Greece is battling “the largest wildfire ever recorded” in the European Union, prompting the bloc to mobilize almost half of its firefighting air wing to help tackle it, a European Commission spokesman said Tuesday. Eleven planes and one helicopter from the EU fleet have been sent to help Greece counter the fire raging in the Dadia National Park, along with 407 firefighters, EU spokesman Balazs Ujvari said.
Greece’s fire service told the AFP news agency that “the fire is still out of control” in the nature reserve, a major sanctuary for birds of prey. It is raging across a nearly six-mile front.
The EU currently has access to a collective fleet of 28 aircraft — 24 water-dumping planes and four helicopters — supplied by member countries to help battle blazes in the bloc and in neighbor nations. It is working on creating a standalone, EU-funded air wing of 12 aircraft that will be fully in place by 2030.
“We do know that fires are getting more severe,” Ujvari noted. “If you look at the figures every year in the past years, we are seeing trends which are not necessarily favorable, and that calls for of course more capacities at the member states’ level.”
Greece has been ravaged by numerous fires this summer which the government attributes to climate change.
The EU air deployment “underscores our commitment to swift and effective collective action in times of crisis,” the EU’s commissioner for crisis management Janez Lenarcic said.

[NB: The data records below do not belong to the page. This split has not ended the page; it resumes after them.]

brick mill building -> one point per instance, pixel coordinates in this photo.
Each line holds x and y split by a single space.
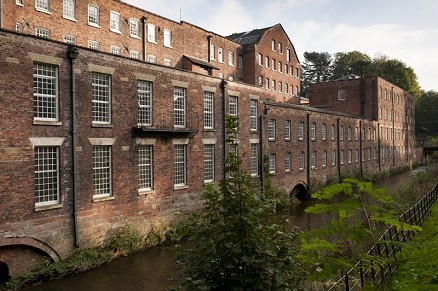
112 115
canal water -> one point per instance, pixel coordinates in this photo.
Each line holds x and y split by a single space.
153 269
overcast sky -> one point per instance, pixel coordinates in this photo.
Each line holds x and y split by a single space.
406 30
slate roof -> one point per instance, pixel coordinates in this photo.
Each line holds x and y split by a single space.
248 37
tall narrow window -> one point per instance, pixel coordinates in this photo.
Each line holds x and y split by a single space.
151 33
134 30
144 93
93 15
253 114
46 165
167 38
232 106
145 171
102 171
287 130
101 94
179 107
208 110
42 5
208 163
271 129
301 131
45 96
68 9
254 159
272 162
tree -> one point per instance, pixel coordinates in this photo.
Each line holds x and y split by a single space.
235 241
315 69
354 62
426 112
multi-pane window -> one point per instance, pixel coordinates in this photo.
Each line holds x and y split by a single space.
208 162
167 38
115 50
42 32
115 21
94 45
134 55
324 158
179 107
42 5
134 30
324 132
45 88
93 15
341 132
101 171
301 131
332 132
272 158
301 162
46 165
145 170
253 114
208 110
254 159
271 129
232 106
151 33
220 55
179 166
101 92
313 160
68 9
313 131
69 39
144 95
231 58
287 162
212 52
287 130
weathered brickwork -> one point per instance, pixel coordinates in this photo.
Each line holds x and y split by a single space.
98 84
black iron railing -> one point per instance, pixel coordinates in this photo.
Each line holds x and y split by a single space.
387 247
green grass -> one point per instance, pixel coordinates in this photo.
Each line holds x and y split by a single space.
418 267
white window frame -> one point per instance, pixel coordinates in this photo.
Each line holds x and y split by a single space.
102 176
209 154
271 129
179 165
115 22
46 175
134 28
179 107
253 114
101 98
93 15
167 38
144 99
45 92
69 9
145 168
208 110
42 6
152 33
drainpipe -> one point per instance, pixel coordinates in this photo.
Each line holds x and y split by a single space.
338 145
73 54
143 36
361 147
393 125
378 146
224 129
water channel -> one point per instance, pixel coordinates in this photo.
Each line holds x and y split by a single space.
151 269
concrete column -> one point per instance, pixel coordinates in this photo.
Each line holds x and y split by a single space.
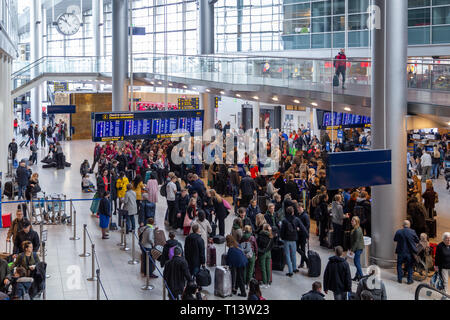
207 103
120 55
256 113
389 105
206 26
35 43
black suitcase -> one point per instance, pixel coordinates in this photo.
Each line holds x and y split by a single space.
431 228
278 258
314 264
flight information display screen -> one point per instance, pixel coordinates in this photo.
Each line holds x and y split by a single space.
343 120
114 126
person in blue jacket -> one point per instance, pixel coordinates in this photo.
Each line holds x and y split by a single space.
237 261
407 241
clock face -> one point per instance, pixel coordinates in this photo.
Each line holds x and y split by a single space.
68 24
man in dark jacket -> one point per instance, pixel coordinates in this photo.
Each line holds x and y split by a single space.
288 233
176 273
194 250
248 188
407 240
5 274
315 293
23 176
12 148
337 276
26 234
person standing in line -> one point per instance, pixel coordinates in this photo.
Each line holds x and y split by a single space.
171 190
104 212
176 274
425 163
442 260
357 246
194 250
341 65
130 205
407 241
237 261
337 276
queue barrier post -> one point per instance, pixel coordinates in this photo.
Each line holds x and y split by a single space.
84 254
147 285
74 224
98 284
133 250
93 277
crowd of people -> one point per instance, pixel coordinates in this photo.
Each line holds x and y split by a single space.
272 212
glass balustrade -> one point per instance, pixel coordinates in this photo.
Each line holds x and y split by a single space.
292 73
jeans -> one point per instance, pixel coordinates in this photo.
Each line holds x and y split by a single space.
435 171
337 235
237 278
290 251
249 270
408 260
21 192
132 221
264 261
357 261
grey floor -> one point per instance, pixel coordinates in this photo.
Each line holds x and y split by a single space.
122 281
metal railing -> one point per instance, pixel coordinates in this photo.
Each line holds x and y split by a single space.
243 70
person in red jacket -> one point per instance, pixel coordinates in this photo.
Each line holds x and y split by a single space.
340 64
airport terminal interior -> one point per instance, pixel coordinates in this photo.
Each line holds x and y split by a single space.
295 149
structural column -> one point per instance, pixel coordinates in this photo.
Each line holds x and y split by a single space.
120 55
35 43
389 107
207 47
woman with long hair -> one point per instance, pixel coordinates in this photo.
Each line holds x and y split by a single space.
219 210
357 246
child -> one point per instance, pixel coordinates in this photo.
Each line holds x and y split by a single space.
87 185
20 284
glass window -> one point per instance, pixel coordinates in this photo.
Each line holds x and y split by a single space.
419 17
441 34
441 15
419 35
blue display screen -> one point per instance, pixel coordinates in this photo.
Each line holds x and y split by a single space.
141 125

Fire department officials in Greece arrested two men Saturday for allegedly deliberately setting fires, while hundreds of firefighters battled wildfires that killed at least 21 people last week.
One man was arrested on the island of Evia and accused of setting fire to dried grass. The fire department said the man confessed to having set four other fires in the area in July and August.
On Thursday last week, police arrested a 45-year-old man on suspicion of arson for allegedly setting at least three fires in the Avlona area. A search of his home revealed kindling, a fire torch gun and pine needles, police said.
Greece has been plagued by daily outbreaks of dozens of fires over the past week as gale-force winds and hot, dry summer conditions combined to whip up flames and hamper firefighting efforts.
Firefighters tackled 111 blazes Friday, including 59 that broke out in the 24 hours between Thursday and Friday evenings, the fire department said.
Although most new fires were controlled in their early stages, some grew into massive blazes that have consumed homes and vast tracts of forest.
Greece imposes wildfire prevention regulations, typically from the start of May to the end of October, to limit activities such as the burning of dried vegetation and the use of outdoor barbecues.